Les moyens humains et financiers consacrés à l’école ne sont pourtant pas négligeables,
diront certains. Alors, à qui la faute ? Peu importe ai-je envie de dire…, j’aurai l’occasion
d’y revenir au cours de nos débats.
Le moment est d’abord venu d’entamer la Refondation de l’école, de revenir aux
fondamentaux, d’avoir des objectifs à la fois ambitieux et raisonnables, de permettre à
l’école de renouer avec son rôle et sa mission d’ascenseur social et de transmission des
connaissances, des savoirs et des valeurs républicaines.
Pour y parvenir, monsieur le ministre, mes chers collègues, il faut entrer dans le concret :
celui du fonctionnement d’une école, celui de la vie quotidienne d’une classe, ou encore
celui de la relation à la fois complexe et merveilleuse qui s’établit entre le maître et
l’élève… Faut-il le rappeler, ici, cette relation est fondée sur la transmission et l’échange.
Dans la pratique, et dans le meilleur des cas, ses deux principaux acteurs, le maître
comme l’élève, reçoivent et aucun ne doit y perdre. Cette relation, si elle est bien
construite, est irremplaçable et aucune technologie ne pourra s’y substituer.
Aussi, l’école a-t-elle, d’abord et avant tout, besoin d’enseignants en nombre suffisant et
dotés d’une solide formation.
Ce métier même parmi les plus beaux est un métier qui s’apprend : n’est pas pédagogue
qui veut ! En effet, si la pédagogie a longtemps été définie comme l’art d’éduquer, elle
est devenue une science (celle de l’éducation) qui rassemble les méthodes et pratiques
d’enseignement et d’éducation, ainsi que toutes les qualités requises pour transmettre un
savoir ou un savoir-faire. En un mot il est nécessaire d’APPRENDRE à apprendre !

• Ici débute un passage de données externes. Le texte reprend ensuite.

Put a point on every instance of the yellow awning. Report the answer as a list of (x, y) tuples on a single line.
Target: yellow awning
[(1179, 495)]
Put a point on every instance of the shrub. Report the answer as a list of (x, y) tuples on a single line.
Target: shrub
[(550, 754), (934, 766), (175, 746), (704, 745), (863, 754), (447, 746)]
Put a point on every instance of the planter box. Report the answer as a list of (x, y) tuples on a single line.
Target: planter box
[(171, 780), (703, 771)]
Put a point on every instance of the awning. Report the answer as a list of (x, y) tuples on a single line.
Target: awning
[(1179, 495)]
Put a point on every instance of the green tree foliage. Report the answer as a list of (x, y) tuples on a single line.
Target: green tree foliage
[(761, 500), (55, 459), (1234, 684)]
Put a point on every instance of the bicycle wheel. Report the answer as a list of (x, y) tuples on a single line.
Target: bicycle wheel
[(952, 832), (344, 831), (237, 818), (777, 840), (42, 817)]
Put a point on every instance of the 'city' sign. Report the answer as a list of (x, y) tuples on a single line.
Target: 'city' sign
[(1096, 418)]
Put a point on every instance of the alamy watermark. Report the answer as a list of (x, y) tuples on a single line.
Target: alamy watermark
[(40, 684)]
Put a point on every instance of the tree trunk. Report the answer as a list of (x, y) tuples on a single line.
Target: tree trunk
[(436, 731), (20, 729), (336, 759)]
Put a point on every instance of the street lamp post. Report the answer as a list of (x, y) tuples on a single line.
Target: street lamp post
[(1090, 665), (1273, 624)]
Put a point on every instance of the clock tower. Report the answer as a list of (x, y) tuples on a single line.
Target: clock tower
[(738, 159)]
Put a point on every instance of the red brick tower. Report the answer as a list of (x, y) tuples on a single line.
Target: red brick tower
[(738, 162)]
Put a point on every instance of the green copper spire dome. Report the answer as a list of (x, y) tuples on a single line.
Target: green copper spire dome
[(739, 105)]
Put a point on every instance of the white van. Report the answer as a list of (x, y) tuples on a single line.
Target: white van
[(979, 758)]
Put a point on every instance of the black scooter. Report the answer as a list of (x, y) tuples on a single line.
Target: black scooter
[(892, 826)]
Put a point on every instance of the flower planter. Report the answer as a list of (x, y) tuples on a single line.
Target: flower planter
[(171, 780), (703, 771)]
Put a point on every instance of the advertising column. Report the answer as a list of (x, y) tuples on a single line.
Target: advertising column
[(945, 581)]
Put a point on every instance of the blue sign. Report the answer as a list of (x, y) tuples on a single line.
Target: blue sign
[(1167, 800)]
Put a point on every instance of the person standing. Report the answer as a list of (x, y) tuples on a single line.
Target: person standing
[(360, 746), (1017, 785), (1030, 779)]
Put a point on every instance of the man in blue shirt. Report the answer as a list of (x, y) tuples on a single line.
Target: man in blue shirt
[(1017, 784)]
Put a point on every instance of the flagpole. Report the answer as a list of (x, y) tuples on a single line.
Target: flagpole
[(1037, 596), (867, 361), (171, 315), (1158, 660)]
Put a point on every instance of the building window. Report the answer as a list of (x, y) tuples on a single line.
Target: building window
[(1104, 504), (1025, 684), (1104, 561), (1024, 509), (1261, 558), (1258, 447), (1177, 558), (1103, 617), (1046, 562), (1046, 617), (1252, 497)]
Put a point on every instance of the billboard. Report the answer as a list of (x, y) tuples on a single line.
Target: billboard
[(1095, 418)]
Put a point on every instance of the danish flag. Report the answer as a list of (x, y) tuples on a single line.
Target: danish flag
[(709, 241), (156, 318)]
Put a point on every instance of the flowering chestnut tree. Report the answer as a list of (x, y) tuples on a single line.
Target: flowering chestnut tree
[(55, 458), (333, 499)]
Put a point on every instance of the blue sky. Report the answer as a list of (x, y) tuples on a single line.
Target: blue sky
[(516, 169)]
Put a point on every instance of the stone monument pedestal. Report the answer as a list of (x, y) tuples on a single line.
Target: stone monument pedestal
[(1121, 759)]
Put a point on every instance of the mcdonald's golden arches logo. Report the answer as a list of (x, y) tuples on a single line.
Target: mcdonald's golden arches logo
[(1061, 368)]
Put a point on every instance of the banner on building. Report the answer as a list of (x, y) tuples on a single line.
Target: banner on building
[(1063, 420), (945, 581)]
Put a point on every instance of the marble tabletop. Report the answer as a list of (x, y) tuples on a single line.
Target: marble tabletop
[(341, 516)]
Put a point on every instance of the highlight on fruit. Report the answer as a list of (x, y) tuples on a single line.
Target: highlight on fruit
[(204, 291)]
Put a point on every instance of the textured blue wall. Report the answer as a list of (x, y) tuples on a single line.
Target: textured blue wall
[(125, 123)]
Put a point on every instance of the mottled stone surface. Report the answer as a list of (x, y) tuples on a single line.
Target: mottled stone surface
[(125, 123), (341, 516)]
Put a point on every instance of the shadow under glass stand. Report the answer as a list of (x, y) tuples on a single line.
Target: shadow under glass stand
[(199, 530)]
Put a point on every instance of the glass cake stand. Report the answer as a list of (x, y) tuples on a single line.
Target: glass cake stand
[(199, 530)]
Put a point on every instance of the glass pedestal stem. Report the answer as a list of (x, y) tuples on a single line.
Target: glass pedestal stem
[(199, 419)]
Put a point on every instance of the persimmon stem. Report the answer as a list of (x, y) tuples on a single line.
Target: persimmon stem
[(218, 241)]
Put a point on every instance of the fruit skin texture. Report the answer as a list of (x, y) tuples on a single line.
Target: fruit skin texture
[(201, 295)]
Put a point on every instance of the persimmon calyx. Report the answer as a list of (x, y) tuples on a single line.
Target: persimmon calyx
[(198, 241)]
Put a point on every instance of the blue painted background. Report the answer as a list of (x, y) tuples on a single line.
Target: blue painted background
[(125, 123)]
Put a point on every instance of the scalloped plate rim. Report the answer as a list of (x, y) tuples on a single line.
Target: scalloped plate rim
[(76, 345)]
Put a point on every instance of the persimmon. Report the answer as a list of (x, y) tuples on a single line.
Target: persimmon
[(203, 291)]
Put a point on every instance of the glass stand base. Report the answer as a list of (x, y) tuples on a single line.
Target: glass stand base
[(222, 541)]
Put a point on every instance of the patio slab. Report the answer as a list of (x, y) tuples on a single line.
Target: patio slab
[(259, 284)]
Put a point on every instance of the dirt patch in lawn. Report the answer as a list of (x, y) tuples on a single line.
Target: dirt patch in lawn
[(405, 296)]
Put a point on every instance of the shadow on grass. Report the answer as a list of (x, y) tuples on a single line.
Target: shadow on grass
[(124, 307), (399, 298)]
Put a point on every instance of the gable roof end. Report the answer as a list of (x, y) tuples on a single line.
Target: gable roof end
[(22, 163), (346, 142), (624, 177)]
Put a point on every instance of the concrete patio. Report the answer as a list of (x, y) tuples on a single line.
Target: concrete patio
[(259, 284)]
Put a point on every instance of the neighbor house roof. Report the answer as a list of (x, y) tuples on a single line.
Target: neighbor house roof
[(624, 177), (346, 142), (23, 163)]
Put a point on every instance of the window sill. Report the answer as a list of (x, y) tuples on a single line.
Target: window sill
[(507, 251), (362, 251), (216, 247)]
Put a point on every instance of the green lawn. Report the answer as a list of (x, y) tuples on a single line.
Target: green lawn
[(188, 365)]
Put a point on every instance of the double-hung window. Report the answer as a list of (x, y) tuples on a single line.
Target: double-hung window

C’est pourquoi, aucune refondation de l’Ecole ne sera possible sans le concours et
l’engagement des enseignants : leur responsabilité est ici immense. Leur formation doit 2
être professionnalisée et à la hauteur des enjeux, leur métier revalorisé aux yeux de la
société, tout comme leurs salaires qui doivent refléter la confiance et les attentes très
fortes que nous mettons en eux.
Nous devons reconstituer un corps d’enseignants motivés, responsabilisés, engagés et
soutenus financièrement et moralement, des enseignants qui aiment leur métier et qui,
tout simplement, croient en leur mission quotidienne au service des élèves et de la
République !
Les nouvelles Écoles Supérieures du professorat et de l’éducation, les ÉSPÉ, devront
jouer un rôle clé dans le nouveau dispositif puisqu’elles auront la noble charge de former
et de préparer tous les enseignants de la maternelle à l’université, ainsi que le personnel
d’éducation. Elles contribueront aussi à la formation continue pour adapter les méthodes
d’enseignement et les connaissances aux évolutions de la société.
La Refondation de l’école passe par la priorité donnée à l’école maternelle et à la l’école
élémentaire. Bien des choses se jouent, en effet, dans l’apprentissage des savoirs et la
transmission des valeurs dès les premiers pas de la scolarisation ! Nous partageons,
Monsieur le Ministre, votre volonté de développer la scolarisation, dès 2 ans, alors que
celle-ci a fortement chuté en dix ans, son taux passant de 35 à 11 %.
Sans passer en revue l’ensemble des moyens en question (la discussion des
amendements sera l’occasion d’entrer dans le détail), je souhaiterais insister toutefois
sur certains choix qu’il convient de faire.
J’évoquerais, d’abord, l’aide personnalisée aux élèves en difficulté qui doit être revue
car on ne peut pas continuer à la dispenser pendant la pause du déjeuner, ou tôt le
matin ou encore tard le soir, c’est-à-dire, à des horaires incompatibles avec l’attention et
la concentration.
Autre décision incontournable : les RASED, réseaux d’aides spécialisées aux enfants en
difficulté. Ils doivent absolument être rétablis.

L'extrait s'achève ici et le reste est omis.